Siberian Baseball

Friday, June 02, 2006

Three days of Itchy

So the last post that got thrown in here was as I was getting ready to hit the Twins/Mariners games over last weekend. First up was Liriano versus Hernandez in a young hurler showdown.

It didn't disappoint.

Well, the game, not the pitchers. Liriano hung in there for a while and did better than expected, but Hernandez stumbled out of the blocks. Kinda like the season itself.

I went alone, found my seat and watched as the stadium filled with people for free hot dog and soda night. In appreciation of the fans who supported the team in their push for their own ballpark, the Twins and Hormel gave away a free hot dog and soda to every person who walked through the gates that night.

File that under things that never happen anywhere else but here. That file's getting thick.

So, free hot dogs, the dog and pony show and they cart out Old Carl's bony ass to watch the signing of the new stadium bill on the mound as the politicians mugged for the cameras and pretended to be lifelong fans as tags hung out the bottom of the jerseys their assistants bought that afternoon and will return the following day.

(Sidebar: Is there anything more ridiculous than celebs and other bigwigs who throw out the first pitch doing so with a team's jersey slipped on over a yellow polo? Anything? The only time it's acceptable to wear a collared shirt under a jersey is if you're being drafted in the first round of any sport. Trust me, I've never seen a governor with a decent arm - wait was John Wayne ever a governor? OK, no, I've never seen a governor with a decent arm.

This is just a stupid lack of planning on someone's part. They can't courier or FedEx a jersey the week before? There are no changing rooms under any major league stadium? Cubs fans, you've seen the 7th Inning Stretch, you're feeling me, right?)

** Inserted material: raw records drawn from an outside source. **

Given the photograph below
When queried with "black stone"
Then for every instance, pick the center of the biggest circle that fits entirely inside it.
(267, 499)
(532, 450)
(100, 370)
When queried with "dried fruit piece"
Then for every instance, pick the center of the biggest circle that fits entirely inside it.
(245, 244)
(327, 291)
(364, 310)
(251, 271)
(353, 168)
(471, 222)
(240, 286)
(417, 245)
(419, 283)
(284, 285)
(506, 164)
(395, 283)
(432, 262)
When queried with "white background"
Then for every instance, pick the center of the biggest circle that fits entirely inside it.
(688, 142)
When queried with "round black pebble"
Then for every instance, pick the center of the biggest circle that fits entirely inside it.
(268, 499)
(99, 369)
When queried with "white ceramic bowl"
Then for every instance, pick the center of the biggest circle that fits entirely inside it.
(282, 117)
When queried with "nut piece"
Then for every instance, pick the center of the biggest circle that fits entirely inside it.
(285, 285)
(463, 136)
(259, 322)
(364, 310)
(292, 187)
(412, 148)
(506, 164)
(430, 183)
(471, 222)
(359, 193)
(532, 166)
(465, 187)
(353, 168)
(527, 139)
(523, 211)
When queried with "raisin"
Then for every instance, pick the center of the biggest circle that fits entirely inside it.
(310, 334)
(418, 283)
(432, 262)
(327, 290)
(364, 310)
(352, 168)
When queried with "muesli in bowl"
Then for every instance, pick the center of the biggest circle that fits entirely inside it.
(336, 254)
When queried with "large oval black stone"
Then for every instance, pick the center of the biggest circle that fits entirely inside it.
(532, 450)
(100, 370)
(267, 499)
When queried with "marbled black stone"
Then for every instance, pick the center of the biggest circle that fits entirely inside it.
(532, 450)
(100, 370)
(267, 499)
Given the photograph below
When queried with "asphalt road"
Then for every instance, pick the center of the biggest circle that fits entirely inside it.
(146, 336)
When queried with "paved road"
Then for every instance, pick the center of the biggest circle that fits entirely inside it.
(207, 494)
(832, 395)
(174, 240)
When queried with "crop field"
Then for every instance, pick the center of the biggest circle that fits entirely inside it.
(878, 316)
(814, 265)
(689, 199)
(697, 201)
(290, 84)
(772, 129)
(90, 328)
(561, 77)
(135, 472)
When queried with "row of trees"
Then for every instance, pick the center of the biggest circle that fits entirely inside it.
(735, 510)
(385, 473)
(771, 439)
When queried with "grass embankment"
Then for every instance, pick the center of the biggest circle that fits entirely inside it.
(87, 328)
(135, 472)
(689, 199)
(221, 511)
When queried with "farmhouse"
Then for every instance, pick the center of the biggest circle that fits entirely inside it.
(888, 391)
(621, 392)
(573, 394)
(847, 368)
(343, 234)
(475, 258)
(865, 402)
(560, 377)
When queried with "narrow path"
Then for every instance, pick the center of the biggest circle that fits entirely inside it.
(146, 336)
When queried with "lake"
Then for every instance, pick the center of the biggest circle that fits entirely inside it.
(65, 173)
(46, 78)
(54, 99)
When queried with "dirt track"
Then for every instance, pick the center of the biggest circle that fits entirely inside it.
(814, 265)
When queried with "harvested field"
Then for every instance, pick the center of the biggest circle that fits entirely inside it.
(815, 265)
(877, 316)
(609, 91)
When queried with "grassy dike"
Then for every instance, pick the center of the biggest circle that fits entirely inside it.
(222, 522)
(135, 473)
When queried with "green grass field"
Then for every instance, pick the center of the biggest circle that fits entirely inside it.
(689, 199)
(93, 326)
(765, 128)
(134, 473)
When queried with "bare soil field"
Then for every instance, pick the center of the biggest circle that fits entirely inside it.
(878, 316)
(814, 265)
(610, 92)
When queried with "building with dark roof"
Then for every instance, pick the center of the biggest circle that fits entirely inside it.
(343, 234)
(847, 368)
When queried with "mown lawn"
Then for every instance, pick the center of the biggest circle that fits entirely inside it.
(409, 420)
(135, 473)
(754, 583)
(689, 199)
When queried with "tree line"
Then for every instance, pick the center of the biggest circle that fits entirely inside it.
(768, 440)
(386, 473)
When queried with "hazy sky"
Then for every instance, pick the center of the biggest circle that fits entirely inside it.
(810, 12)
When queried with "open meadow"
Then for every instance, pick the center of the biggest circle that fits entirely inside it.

Through all of this, I strike up a conversation with the fan next to me who'd seen all the major Twins events since the move in 1960. We're talking games at the Met, World Series games with Koufax and Drysdale as the 1-2 in the Dodger rotation. And yes, I asked and yes, Koufax threw the heaviest fastball they'd seen and the curve was just as big as people say. These are things I needed first-hand witnesses on before I died.

Check.

Anyways, a job in the ticket office means inside info on old players, current players and all sorts of cool baseball stuff. I heard a very personal account of Kirby Puckett going downhill after waking up one morning and seeing a spot in his vision and felt more emotional than I did at his memorial.

It's rare and amazing to find a lifelong fan who has seen all of the major events in the franchise history. It's rarer when it's a woman roughly my mom's age. In all, one of the top three ballgames I ever went to.

I wouldn't trade a game next to a fan for all the right reasons for anything in the world. A free hot dog? That's just more fun than should be legal.

* Saturday featured Boof Bonser's first home start. Twins fans love anyone with a name that sounds like a loud boo, so this is a perfect match. First Lou now Boof? It's an outlet for people too nice to legitimately boo someone on the field. Uh, Rondell White, you dodged a bullet, homeboy.

Boof loads the bases after getting rocked by Ichiro... then strikes out the four, five and six hitters in order.

Ladies and gentlemen, the Boof Bonser era has begun. Enjoy.

* Liriano jersey count (Friday)- 4.

Liriano jersey count (Saturday and Sunday) - 0.

It's gonna happen. I'll see a Liriano jersey at a game he's not starting before the summer is through.

* God damn, is Ichiro good. We had sixth row seats in right and saw him make a leaping catch that ranks up there among the most athletic actions I've ever witnessed. And I saw a dude fall down a flight of stairs without spilling his beer once, so I've seen plenty.

Some day I will tell grandchildren of seeing Itchy play in person and they will tell me I smell like old man and should stop yelling at the paperboy.

* Nothing beats a walk off home run to cap a weekend. In fact, nothing really beats the term "walk off home run." So much better than "buzzer beater" or "last-second field goal."